Ron Lanton III, Esq., executive director and senior counsel for Frier Levitt Government Affairs, discusses how the growing number of PBM-owned specialty pharmacies could impact the pharmacy industry.
Transcript
I think there would be a significant long term impact if we continue to witness a lot more PBM-owned specialty pharmacies. The reason is, number 1, we talk a lot of about the lack of transparency anyway. So if they’re not telling you about DIR fees and they’re not telling you about rebates, imagine what else they’re not going to tell you about if they own the marketplace. Second, we see this as a conflict of interest, because you know how do you have all this information and then you’re taking up the market share and now you’re over here running the pharmacy, is that really in the patient’s best interest.

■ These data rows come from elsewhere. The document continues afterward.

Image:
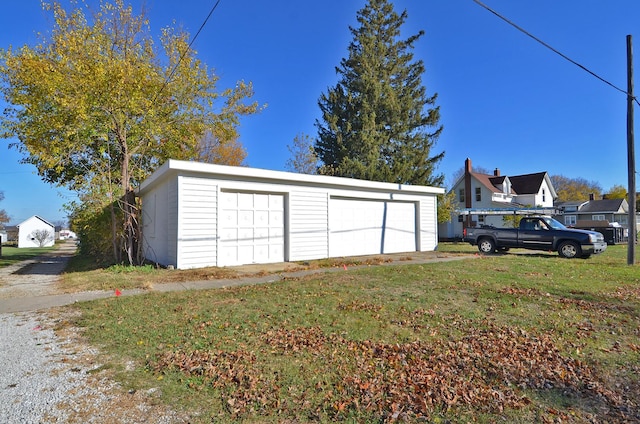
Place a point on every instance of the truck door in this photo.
(535, 234)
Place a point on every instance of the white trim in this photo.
(253, 174)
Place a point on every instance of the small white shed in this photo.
(36, 232)
(197, 215)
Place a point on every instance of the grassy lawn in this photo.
(506, 338)
(11, 255)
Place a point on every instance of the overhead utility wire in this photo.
(184, 53)
(552, 49)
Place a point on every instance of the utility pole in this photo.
(631, 157)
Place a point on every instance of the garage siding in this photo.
(197, 229)
(193, 226)
(308, 223)
(428, 224)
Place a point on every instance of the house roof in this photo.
(489, 181)
(37, 217)
(605, 206)
(520, 184)
(528, 183)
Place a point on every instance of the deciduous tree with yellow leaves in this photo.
(96, 106)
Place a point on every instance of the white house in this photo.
(477, 191)
(199, 215)
(36, 232)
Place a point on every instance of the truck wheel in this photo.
(486, 246)
(569, 250)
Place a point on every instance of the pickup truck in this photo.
(537, 233)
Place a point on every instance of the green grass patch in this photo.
(507, 338)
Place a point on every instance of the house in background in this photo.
(199, 215)
(610, 210)
(477, 191)
(36, 232)
(607, 216)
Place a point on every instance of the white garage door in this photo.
(251, 228)
(367, 227)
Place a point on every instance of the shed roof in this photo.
(606, 205)
(175, 167)
(37, 217)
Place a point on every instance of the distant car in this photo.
(538, 233)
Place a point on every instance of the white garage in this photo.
(199, 215)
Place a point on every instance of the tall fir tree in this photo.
(378, 122)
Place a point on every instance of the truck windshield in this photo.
(552, 223)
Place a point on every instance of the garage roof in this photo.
(173, 167)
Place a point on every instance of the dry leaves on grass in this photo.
(486, 370)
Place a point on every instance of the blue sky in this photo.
(506, 101)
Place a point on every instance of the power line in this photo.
(184, 53)
(584, 68)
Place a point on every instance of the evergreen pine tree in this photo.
(374, 125)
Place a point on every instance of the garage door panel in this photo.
(258, 229)
(365, 227)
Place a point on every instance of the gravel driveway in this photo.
(48, 374)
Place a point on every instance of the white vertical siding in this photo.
(172, 221)
(308, 224)
(197, 222)
(428, 224)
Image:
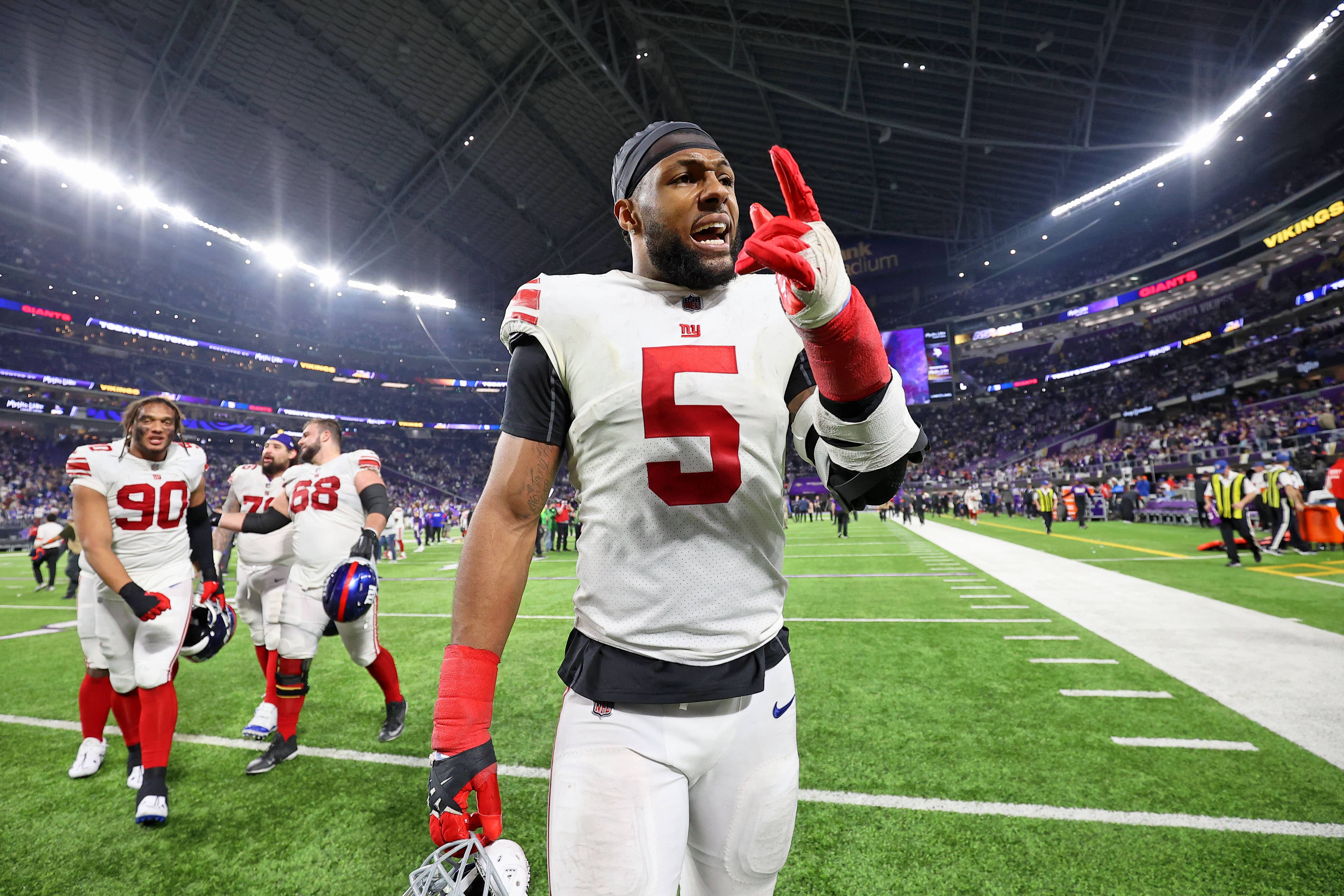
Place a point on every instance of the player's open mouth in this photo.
(712, 234)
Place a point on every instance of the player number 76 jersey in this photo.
(147, 502)
(327, 511)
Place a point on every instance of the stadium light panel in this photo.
(1205, 136)
(104, 180)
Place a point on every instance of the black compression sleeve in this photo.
(537, 405)
(264, 523)
(374, 500)
(202, 549)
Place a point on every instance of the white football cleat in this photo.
(152, 811)
(264, 722)
(89, 759)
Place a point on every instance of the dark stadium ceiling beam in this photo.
(413, 186)
(1006, 65)
(479, 155)
(185, 58)
(892, 123)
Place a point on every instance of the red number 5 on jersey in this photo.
(665, 418)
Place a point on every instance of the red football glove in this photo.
(216, 592)
(842, 339)
(464, 755)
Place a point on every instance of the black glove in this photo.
(366, 547)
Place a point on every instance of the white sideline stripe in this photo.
(449, 616)
(46, 629)
(1101, 663)
(1061, 813)
(846, 620)
(835, 797)
(1284, 676)
(1190, 745)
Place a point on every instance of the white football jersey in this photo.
(147, 502)
(676, 453)
(256, 492)
(329, 515)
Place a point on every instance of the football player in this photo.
(339, 506)
(671, 390)
(264, 563)
(142, 516)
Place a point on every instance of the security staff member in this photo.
(1046, 503)
(1229, 495)
(1284, 492)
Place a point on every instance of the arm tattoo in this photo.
(538, 486)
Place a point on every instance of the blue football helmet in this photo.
(465, 868)
(351, 590)
(212, 627)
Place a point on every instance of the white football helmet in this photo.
(465, 868)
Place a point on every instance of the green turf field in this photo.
(927, 710)
(1291, 586)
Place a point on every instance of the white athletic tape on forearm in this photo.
(884, 438)
(831, 292)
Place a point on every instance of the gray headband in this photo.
(639, 155)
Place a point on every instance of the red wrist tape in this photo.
(465, 699)
(846, 354)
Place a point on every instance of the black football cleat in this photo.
(279, 752)
(396, 723)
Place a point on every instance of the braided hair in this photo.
(132, 414)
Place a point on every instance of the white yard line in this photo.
(1100, 663)
(1186, 743)
(835, 797)
(1285, 676)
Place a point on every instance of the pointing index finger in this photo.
(797, 195)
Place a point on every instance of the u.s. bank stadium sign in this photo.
(859, 260)
(1307, 223)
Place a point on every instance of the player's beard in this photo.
(681, 265)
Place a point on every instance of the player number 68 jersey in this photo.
(147, 502)
(327, 511)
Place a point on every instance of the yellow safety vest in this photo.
(1228, 496)
(1272, 492)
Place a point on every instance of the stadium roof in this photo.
(468, 144)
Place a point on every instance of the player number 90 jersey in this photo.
(147, 502)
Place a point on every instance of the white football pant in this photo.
(303, 621)
(139, 655)
(257, 601)
(650, 797)
(87, 600)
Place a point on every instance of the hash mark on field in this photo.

So I think that lack of transparency, lack of providers which is just not good for a marketplace, especially in rural areas where they rely on maybe 1 pharmacy for every 30 or 40 miles. So if you take that away from people, who are they going to go to and call? A lot of their PBM model is mail order, so picking up a phone is not the same as actually having a face-to-face interaction with your pharmacy, someone that’s been trusted to take care of your health care. Then obviously, adherence rates as well is something we’re worried about. Because there’s not that one-on-one connection, will people still take their medication? And that of course can drive up costs. So there’s a lot of questions with that, but I don’t think that’s a good idea and I don’t think that with the advocacy that we see NASP have at this point in time that that’s something we’re going to have to worry too much about. Like I said before, we do want to make sure there is transparency and that everyone knows where the foul lines are.